Activation threshold
An agent is considered ready for activation when:
- The observation period (minimum 14 days) has elapsed
- The agent has made enough decisions for statistical significance
- The agreement rate meets the threshold (default: 85%)
- There are no CRITICAL-risk disagreements (cases where the agent would have made a dangerous wrong decision)
You can check activation readiness via the metrics endpoint:
curl https://api.korastratum.com/ai/api/v1/ai/agents/reconciliation_agent/metrics \
-H "Authorization: Bearer $KORA_API_KEY" \
-H "X-Tenant-ID: $KORA_TENANT_ID"
The response includes a ready_for_activation boolean and a shadow_comparison object with detailed agreement statistics.
Promoting to active mode
Once an agent is ready, promote it by updating its configuration:
curl -X PUT https://api.korastratum.com/ai/api/v1/ai/agents/reconciliation_agent/config \
-H "Authorization: Bearer $KORA_API_KEY" \
-H "X-Tenant-ID: $KORA_TENANT_ID" \
-H "Content-Type: application/json" \
-d '{
"mode": "active",
"auto_act_threshold": "MEDIUM"
}'
Promoting an agent to active mode means it will execute actions autonomously for decisions at or below the configured risk threshold. Decisions above the threshold are escalated to humans via the workflow system.
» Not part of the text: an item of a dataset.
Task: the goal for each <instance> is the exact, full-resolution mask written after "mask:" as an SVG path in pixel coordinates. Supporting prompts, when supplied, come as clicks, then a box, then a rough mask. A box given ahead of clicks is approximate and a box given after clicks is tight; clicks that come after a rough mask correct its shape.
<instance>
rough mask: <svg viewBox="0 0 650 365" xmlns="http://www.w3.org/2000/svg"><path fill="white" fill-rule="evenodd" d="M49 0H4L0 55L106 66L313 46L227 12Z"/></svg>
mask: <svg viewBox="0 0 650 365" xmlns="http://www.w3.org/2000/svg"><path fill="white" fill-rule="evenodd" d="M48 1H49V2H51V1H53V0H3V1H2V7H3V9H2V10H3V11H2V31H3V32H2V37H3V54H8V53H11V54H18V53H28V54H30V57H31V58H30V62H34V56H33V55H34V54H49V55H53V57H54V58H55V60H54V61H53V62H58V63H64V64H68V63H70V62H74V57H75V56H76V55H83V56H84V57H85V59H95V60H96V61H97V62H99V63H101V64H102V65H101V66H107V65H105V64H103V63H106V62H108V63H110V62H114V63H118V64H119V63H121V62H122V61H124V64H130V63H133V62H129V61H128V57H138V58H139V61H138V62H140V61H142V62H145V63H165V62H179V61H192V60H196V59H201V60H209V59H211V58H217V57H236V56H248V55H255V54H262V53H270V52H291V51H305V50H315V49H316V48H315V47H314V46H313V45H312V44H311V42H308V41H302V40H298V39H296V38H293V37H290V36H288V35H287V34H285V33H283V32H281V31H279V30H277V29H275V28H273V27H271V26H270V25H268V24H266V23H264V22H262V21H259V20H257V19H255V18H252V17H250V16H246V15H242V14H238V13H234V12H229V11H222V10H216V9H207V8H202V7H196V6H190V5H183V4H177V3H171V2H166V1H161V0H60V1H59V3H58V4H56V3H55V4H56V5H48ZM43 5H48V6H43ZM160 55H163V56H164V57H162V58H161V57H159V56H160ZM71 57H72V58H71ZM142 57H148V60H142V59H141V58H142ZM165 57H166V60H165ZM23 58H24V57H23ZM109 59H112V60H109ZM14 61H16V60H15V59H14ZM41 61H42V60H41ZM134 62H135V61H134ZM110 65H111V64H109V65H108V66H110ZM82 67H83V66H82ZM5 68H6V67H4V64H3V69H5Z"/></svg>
Risk thresholds in active mode
When an agent is active, the auto_act_threshold controls which decisions it can execute autonomously:
| Threshold | Agent can auto-act on |
|---|---|
LOW | Only LOW-risk decisions |
MEDIUM | LOW and MEDIUM-risk decisions |
HIGH | LOW, MEDIUM, and HIGH-risk decisions |
CRITICAL | All decisions (not recommended) |
Decisions above the threshold create a human approval request in the workflow system.
Reverting to shadow mode
You can always revert an agent to shadow mode:
curl -X PUT https://api.korastratum.com/ai/api/v1/ai/agents/reconciliation_agent/config \
-H "Authorization: Bearer $KORA_API_KEY" \
-H "X-Tenant-ID: $KORA_TENANT_ID" \
-H "Content-Type: application/json" \
-d '{"mode": "shadow"}'
This is a non-destructive operation. The agent immediately stops acting but continues observing and deciding for comparison.